South Africa’s freight rail operator has failed to finalize an agreement with a Chinese supplier of locomotives that would have helped it to repair wagons, get equipment and boost capacity on its lines.

State-owned Transnet SOC Ltd. said in a statement it has reached an “impasse” with a local unit of CRRC Corp., which has been unwilling to engage with South African authorities. The beleaguered freight company plans to open a tender asking any “eligible original equipment manufacturer to step-in to rehabilitate the non-operational Chinese locomotives,” it said in the statement January 12.

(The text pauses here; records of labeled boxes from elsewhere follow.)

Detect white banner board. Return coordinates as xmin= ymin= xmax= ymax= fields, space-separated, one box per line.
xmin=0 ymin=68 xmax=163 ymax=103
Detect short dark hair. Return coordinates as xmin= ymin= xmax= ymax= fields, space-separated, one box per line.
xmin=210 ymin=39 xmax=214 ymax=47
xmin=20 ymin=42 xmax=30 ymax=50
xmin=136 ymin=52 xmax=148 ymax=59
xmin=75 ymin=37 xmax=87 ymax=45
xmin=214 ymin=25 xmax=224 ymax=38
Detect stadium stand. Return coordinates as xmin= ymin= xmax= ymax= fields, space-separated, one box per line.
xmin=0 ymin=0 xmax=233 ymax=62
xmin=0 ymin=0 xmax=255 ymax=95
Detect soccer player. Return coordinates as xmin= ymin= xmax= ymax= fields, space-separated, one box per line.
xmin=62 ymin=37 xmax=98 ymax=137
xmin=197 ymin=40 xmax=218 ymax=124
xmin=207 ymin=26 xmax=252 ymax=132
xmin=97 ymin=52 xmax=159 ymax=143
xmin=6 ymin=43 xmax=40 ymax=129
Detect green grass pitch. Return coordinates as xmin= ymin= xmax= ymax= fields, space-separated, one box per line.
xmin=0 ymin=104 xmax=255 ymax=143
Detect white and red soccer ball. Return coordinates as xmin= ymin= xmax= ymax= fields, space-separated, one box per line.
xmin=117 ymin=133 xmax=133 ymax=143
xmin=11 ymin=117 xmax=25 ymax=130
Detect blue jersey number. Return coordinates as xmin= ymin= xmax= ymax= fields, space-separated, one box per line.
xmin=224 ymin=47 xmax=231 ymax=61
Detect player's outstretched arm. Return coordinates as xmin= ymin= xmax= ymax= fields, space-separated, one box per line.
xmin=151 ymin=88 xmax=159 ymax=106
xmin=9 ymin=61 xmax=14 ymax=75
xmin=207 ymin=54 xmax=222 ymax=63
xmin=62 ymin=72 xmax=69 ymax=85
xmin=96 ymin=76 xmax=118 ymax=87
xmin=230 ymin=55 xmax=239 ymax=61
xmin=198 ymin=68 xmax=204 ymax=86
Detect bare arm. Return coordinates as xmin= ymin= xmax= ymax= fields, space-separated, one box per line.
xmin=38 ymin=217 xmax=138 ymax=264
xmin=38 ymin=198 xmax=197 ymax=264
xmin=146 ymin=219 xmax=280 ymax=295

Miners including Thungela Resources Ltd., the country’s largest exporter of coal burned in power stations, haven’t been able to ramp up sales because of rail bottlenecks. Transnet doesn’t have enough railway wagons and is often hit by sabotage and theft. The move to find new suppliers may help it salvage some of the locomotives it bought from CRRC but are now idled due to lack of spare parts.

Transnet had reached a definitive agreement with the Chinese supplier in November 2022, which would have resulted in CRRC refurbishing 161 locomotives, repay some funds and deliver the remaining 99 locomotives at an adjusted price.

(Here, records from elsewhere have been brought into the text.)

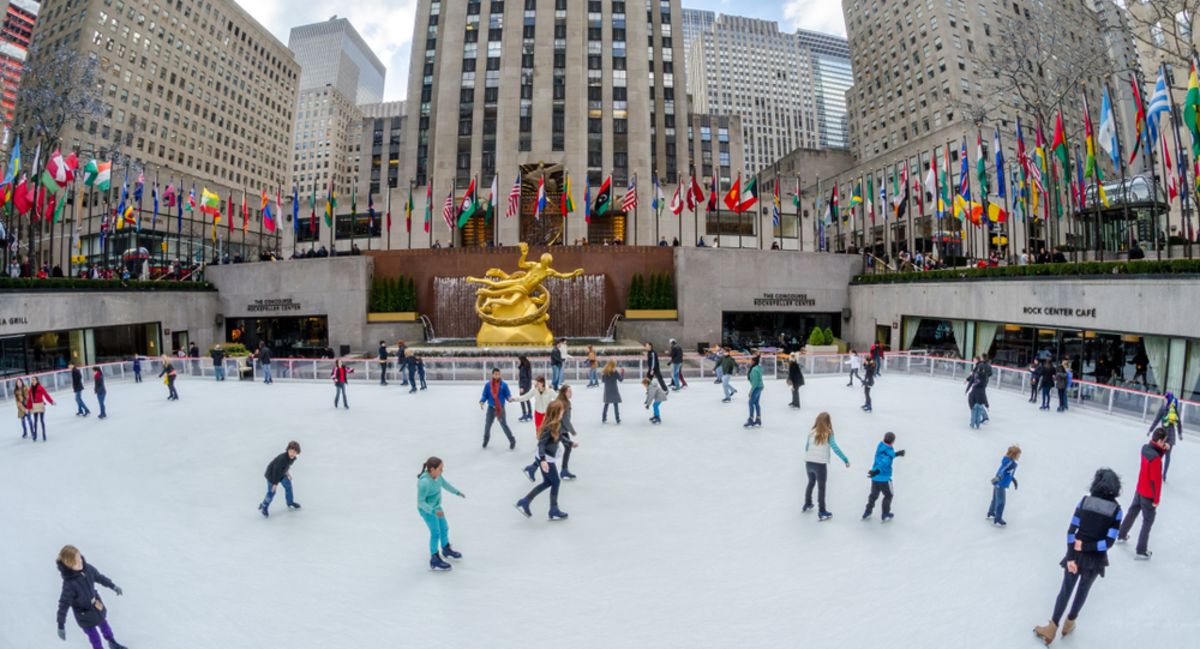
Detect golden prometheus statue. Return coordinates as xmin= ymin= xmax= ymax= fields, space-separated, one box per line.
xmin=467 ymin=244 xmax=583 ymax=347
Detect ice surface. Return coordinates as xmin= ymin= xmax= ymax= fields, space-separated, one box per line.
xmin=0 ymin=374 xmax=1200 ymax=649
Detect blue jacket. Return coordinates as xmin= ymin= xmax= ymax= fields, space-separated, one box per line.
xmin=479 ymin=380 xmax=512 ymax=410
xmin=996 ymin=455 xmax=1016 ymax=489
xmin=871 ymin=441 xmax=896 ymax=482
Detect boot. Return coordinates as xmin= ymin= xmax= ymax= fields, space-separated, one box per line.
xmin=1033 ymin=620 xmax=1058 ymax=647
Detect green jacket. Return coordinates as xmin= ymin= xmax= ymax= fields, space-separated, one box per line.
xmin=416 ymin=473 xmax=461 ymax=513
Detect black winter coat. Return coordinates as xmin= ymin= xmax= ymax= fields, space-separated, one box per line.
xmin=264 ymin=451 xmax=295 ymax=485
xmin=54 ymin=559 xmax=116 ymax=629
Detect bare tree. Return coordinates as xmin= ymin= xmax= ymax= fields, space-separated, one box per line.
xmin=13 ymin=46 xmax=104 ymax=144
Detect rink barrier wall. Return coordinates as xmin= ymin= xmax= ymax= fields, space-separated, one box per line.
xmin=0 ymin=353 xmax=1200 ymax=423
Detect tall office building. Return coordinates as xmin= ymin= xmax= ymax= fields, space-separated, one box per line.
xmin=17 ymin=0 xmax=300 ymax=269
xmin=680 ymin=8 xmax=716 ymax=95
xmin=689 ymin=14 xmax=850 ymax=174
xmin=0 ymin=0 xmax=38 ymax=140
xmin=402 ymin=0 xmax=689 ymax=246
xmin=284 ymin=17 xmax=386 ymax=250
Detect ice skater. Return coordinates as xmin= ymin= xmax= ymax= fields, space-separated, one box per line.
xmin=158 ymin=356 xmax=179 ymax=401
xmin=1146 ymin=392 xmax=1183 ymax=482
xmin=600 ymin=359 xmax=625 ymax=423
xmin=515 ymin=401 xmax=566 ymax=521
xmin=54 ymin=546 xmax=125 ymax=649
xmin=988 ymin=445 xmax=1021 ymax=528
xmin=841 ymin=349 xmax=863 ymax=387
xmin=416 ymin=457 xmax=467 ymax=570
xmin=863 ymin=429 xmax=904 ymax=523
xmin=1117 ymin=428 xmax=1171 ymax=560
xmin=25 ymin=377 xmax=55 ymax=441
xmin=67 ymin=363 xmax=91 ymax=417
xmin=329 ymin=359 xmax=354 ymax=410
xmin=479 ymin=367 xmax=517 ymax=451
xmin=742 ymin=354 xmax=762 ymax=428
xmin=258 ymin=441 xmax=300 ymax=518
xmin=91 ymin=365 xmax=108 ymax=419
xmin=802 ymin=413 xmax=850 ymax=521
xmin=514 ymin=354 xmax=533 ymax=421
xmin=787 ymin=351 xmax=806 ymax=410
xmin=642 ymin=374 xmax=667 ymax=423
xmin=1033 ymin=469 xmax=1122 ymax=645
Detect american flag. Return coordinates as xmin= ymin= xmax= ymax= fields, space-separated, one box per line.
xmin=504 ymin=174 xmax=521 ymax=218
xmin=620 ymin=176 xmax=637 ymax=212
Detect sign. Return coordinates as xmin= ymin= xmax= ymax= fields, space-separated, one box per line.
xmin=754 ymin=293 xmax=817 ymax=307
xmin=246 ymin=298 xmax=300 ymax=313
xmin=1021 ymin=306 xmax=1096 ymax=318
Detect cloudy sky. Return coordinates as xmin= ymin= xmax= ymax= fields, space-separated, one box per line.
xmin=242 ymin=0 xmax=846 ymax=100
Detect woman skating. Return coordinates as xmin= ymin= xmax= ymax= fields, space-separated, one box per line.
xmin=742 ymin=354 xmax=762 ymax=428
xmin=600 ymin=360 xmax=625 ymax=423
xmin=25 ymin=377 xmax=54 ymax=441
xmin=1033 ymin=469 xmax=1122 ymax=645
xmin=803 ymin=413 xmax=850 ymax=521
xmin=416 ymin=457 xmax=467 ymax=570
xmin=54 ymin=546 xmax=125 ymax=649
xmin=516 ymin=401 xmax=566 ymax=521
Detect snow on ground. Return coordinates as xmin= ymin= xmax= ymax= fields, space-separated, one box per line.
xmin=0 ymin=374 xmax=1200 ymax=649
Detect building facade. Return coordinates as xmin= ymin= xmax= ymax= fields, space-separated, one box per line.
xmin=401 ymin=0 xmax=689 ymax=246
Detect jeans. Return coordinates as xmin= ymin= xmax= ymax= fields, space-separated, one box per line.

The locomotives are key to boosting capacity on Transnet’s north, north-east and Cape Corridors, it said. Companies including Thungela, Exxaro Resources Ltd. and other coal producers have resorted to using trucks to move their produce from vast inland fields in the eastern Mpumalanga province to ports.

Transnet’s prolonged shortage of locomotives will have an impact on earnings of Thungela and Exxaro, RMB Morgan Stanley analysts, including Brian Morgan, said in a note to clients. “Beyond the coal producers, we see downside risk to volumes for iron ore and manganese with a possibility that locomotives on those lines re-direct to the coal line.”

The Chinese company needs to normalize its relationship with the South African Revenue Service and the central bank to operate in the country, Transnet said.

Transnet has had a rocky relationship with CRRC. When the South African company sought to cancel a deal worth 54 billion rand ($3.2 billion) to buy as many as 1,064 locomotives from the Chinese firm and two other suppliers, CRRC hit back by withholding spare parts, forcing Transnet to withdraw more than 300 locomotives from service.